Los Angeles, September 06: A top humanitarian official of the United Nations (UN) has written a letter to the Security Council alerting that the crisis arising from the Corona pandemic has created famine in Yemen, South Sudan, northeast Nigeria and the Democratic Republic of Congo.
Last month, UN Secretary-General Antonio Guterres issued a statement saying that nearly 130 million people in 25 countries including Bangladesh, Western Africa, Latin America, Central Asia are starving due to the Corona pandemic, including the above four countries.

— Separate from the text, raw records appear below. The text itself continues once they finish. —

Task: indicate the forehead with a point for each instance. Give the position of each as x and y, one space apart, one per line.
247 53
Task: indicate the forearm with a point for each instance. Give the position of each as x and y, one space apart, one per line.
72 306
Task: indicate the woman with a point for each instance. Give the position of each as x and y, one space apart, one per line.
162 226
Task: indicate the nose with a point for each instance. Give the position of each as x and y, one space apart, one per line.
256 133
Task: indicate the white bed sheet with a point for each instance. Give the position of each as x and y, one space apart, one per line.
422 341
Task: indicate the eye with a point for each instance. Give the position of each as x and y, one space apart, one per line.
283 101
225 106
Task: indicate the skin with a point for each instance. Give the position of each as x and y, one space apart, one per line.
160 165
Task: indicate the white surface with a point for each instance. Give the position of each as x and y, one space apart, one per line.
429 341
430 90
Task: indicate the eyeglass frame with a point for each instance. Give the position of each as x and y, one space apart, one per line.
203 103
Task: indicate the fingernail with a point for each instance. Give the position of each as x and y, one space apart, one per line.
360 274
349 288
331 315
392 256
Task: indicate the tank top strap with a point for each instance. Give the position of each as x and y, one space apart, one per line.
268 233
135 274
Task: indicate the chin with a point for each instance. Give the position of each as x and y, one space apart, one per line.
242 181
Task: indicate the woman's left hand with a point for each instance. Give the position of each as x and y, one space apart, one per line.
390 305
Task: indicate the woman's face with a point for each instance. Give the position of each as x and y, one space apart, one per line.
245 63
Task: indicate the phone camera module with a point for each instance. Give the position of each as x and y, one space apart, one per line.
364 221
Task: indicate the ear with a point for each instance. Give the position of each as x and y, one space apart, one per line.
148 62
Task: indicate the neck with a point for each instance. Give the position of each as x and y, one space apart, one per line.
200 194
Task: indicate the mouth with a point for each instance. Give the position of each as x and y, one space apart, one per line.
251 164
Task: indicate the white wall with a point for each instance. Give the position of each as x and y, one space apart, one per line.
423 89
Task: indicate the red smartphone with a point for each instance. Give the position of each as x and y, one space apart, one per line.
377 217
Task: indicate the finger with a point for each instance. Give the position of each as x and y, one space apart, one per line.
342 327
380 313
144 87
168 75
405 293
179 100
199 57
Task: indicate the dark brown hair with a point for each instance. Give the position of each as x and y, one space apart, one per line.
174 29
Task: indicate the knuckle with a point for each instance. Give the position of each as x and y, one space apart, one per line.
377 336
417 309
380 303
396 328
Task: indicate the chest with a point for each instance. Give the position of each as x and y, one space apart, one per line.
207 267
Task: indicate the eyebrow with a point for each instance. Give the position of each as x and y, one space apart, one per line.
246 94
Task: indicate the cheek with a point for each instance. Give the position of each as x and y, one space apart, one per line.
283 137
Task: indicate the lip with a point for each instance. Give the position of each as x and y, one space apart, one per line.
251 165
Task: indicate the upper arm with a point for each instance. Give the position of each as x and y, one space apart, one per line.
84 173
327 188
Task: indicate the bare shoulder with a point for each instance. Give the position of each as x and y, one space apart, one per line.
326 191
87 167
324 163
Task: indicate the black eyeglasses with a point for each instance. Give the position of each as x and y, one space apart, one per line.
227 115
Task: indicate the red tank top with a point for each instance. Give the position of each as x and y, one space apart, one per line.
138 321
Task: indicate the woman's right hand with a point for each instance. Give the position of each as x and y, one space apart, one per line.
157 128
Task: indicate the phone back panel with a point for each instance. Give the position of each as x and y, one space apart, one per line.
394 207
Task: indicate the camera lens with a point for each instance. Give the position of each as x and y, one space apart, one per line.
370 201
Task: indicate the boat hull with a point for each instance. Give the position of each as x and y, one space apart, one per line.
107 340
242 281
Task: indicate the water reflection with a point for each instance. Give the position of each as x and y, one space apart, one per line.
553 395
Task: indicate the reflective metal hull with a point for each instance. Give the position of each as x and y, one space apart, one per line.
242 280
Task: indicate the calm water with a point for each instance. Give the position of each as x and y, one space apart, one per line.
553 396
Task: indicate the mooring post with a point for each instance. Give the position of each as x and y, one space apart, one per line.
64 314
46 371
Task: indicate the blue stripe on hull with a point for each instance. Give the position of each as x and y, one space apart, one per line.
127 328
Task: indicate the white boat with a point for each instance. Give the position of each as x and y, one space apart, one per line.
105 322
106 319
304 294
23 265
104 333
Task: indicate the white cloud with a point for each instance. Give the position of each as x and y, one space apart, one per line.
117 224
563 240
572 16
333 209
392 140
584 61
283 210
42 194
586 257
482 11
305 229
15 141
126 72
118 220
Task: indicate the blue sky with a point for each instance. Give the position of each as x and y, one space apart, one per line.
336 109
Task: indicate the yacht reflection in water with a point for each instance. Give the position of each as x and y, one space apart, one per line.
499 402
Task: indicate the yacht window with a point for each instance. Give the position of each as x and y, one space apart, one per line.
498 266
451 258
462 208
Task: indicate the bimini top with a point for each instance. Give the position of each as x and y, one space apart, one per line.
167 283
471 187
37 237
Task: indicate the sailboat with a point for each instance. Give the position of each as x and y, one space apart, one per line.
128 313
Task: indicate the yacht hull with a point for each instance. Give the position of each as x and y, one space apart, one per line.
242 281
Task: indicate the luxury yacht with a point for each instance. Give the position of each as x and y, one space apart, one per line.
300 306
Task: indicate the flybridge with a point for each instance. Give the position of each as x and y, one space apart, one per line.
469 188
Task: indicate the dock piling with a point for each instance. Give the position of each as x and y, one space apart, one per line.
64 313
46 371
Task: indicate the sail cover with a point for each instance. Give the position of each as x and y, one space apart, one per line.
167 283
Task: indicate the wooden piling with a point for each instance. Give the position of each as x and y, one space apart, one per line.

In a letter to all fifteen members of the United Nations Security Council, Secretary-General for Humanitarian Affairs Mark Lovelock said the famine threat in these areas was exacerbated by “natural disasters, economic shocks and public health crises” by the Covid-19 disease.
They have said, ‘This has endangered the lives of millions of women, men and children. “So updates are needed when there is a” risk of conflict-induced famine and widespread food insecurity “.
UN officials of all four regions have previously stated that the food crisis is in the grip of chronic armed conflicts and the inability of humanitarian relief providers to freely distribute aid. But the complications caused by the pandemic now pushed them closer to famine conditions.
Last April, David Beasley, executive director of the World Food Program (United Nations Anti-Starvation Campaign), warned the Security Council that “we are on the verge of a hunger” amid the Corona pandemic.
In July, their program identified 25 countries that were prepared to face devastating levels of hunger due to the highly transmissible disease.
Lovelock’s new warning of the upcoming famine effectively increases those alerts. This is the fifth phase of a famine under a monitoring system to assess hunger emergencies. It has been identified as the “level of starvation, death, destruction and extremely severe acute malnutrition”.